Matriculants entering medical school in the 2018–2019 admissions cycle registered a 3.72 mean grade-point average (GPA) in their undergraduate coursework, according to the Association of American Medical Colleges. Still, if you underperformed in undergrad but dream of working as a physician, you have options.
John D. Schriner, PhD, is associate dean for admissions and student affairs at Ohio University Heritage College of Osteopathic Medicine, one of 37 member schools of the AMA’s Accelerating Change in Medical Education Consortium. He spoke about how a candidate with a below-average undergraduate GPA can make a career as a physician a reality.
How much does GPA matter?
A student’s GPA and scores on the Medical College Admissions Test tend to be the key metrics factored in the admissions process. A recent AAMC study included a list of the most important factors admissions offices considered when looking at potential medical students.
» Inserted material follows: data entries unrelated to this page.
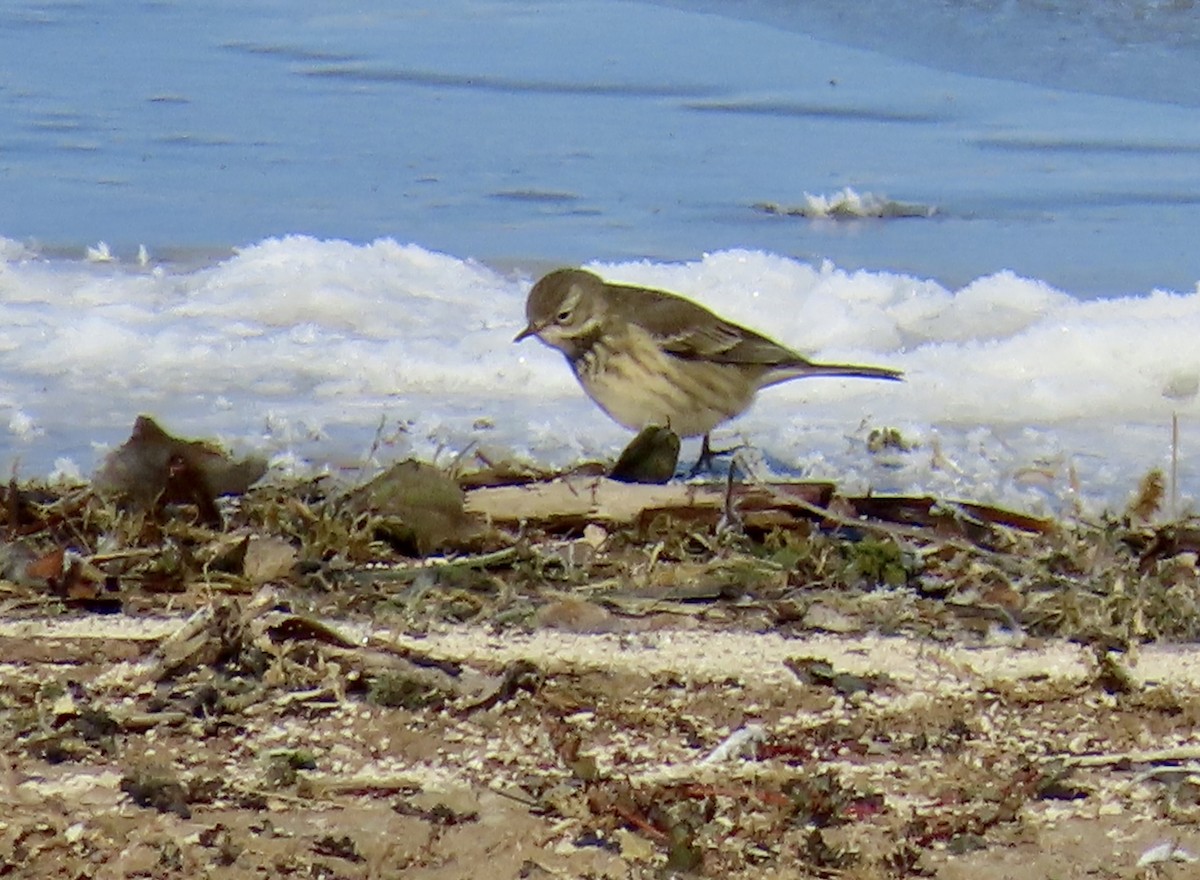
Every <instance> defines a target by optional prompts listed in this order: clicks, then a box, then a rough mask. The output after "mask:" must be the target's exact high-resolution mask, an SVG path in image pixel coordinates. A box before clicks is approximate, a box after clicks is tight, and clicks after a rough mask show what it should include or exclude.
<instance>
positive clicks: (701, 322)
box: [635, 297, 808, 366]
mask: <svg viewBox="0 0 1200 880" xmlns="http://www.w3.org/2000/svg"><path fill="white" fill-rule="evenodd" d="M635 321H636V322H637V323H638V324H641V325H642V327H643V328H644V329H646V330H647V331H648V333H649V334H650V335H652V336H654V339H655V340H656V341H658V342H659V345H660V346H661V347H662V349H664V351H666V352H668V353H671V354H673V355H676V357H677V358H684V359H686V360H712V361H715V363H718V364H760V365H762V366H803V365H805V364H808V361H806V360H805V359H804V358H802V357H800V355H799V354H798V353H796V352H793V351H792V349H790V348H786V347H785V346H781V345H779V343H778V342H773V341H772V340H769V339H767V337H766V336H762V335H761V334H757V333H755V331H754V330H749V329H746V328H744V327H739V325H738V324H734V323H732V322H730V321H724V319H722V318H719V317H718V316H715V315H713V313H712V312H710V311H708V310H707V309H704V307H702V306H698V305H696V304H695V303H689V301H688V300H685V299H682V298H674V297H672V298H671V299H666V298H664V299H658V300H653V301H648V303H646V304H644V306H643V307H640V309H637V311H636V318H635Z"/></svg>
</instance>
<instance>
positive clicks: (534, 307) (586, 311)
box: [512, 269, 605, 353]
MCAT scores and grade-point averages were listed among the categories of criteria given highest weight. However, with medical schools striving to understand the broader competencies a candidate brings to the table, they report also considering a number of less tangible factors, such as leadership and interview results, community service, and volunteer work inside and outside of medicine.
“We rely on the holistic view in the admission process,” Schriner said. “That being said, GPA is very important. You can predict future success by looking at past success and looking at one’s academic track record is often a good barometer of how they might fare.”
Which numbers matter most?
Your GPA in the sciences is going to have more weight than your overall GPA, but that doesn’t mean a student can mail it in outside of their core coursework.
“Just because you’re focusing on bio-chem doesn’t mean it’s OK to blow off art history,” Schriner said. “You should be concerned about your entire academic performance.”
When schools get an applicant’s grades, they are broken down to include the GPA for each year, GPA in science-related classes, and overall GPA. If you show improvement later in your undergraduate studies, that helps, Schriner said.
“When looking at GPA, you don’t just look at the raw number, you’re looking at trends in grades, along with the depth and breadth of science coursework. An upward trend is always something that you want to see,” he said.
What if your undergrad GPA doesn’t cut it?
If you apply to medical school and don’t get in, it’s wise to solicit feedback from an admissions office employee. Schriner said he’s glad to offer advice. In cases when an applicants’ GPA is holding them back, he recommends they get back in the classroom and enhance their academic profile. One option for students looking to boost their academic metrics is to enroll in post-baccalaureate programs designed for medical school applicants that have a focus on science. You can also strengthen your credentials by pursuing a master’s degree in a biomedical science related subject.
“If you’re someone who has a low science GPA and is trying to bolster that profile, depending on where you’re coming from a post-bacc program may enhance your viability,” he said. “You want to light it up with your performance. You have to make the most of that post-bac or graduate work.”
An applicant can also do volunteer work or add life experience, perhaps in the community service arena, to help bolster their chance for admissions. This, however, does not always offset a subpar GPA. In the end, there’s no exact formula, Schriner said.
“Sometimes there are folks with a little below average science GPA, but they excel and have an incredible MCAT score. Maybe somebody has another skill set or life experience that really fits the bill for our mission,” he said. “It comes down to a case-by-case basis.”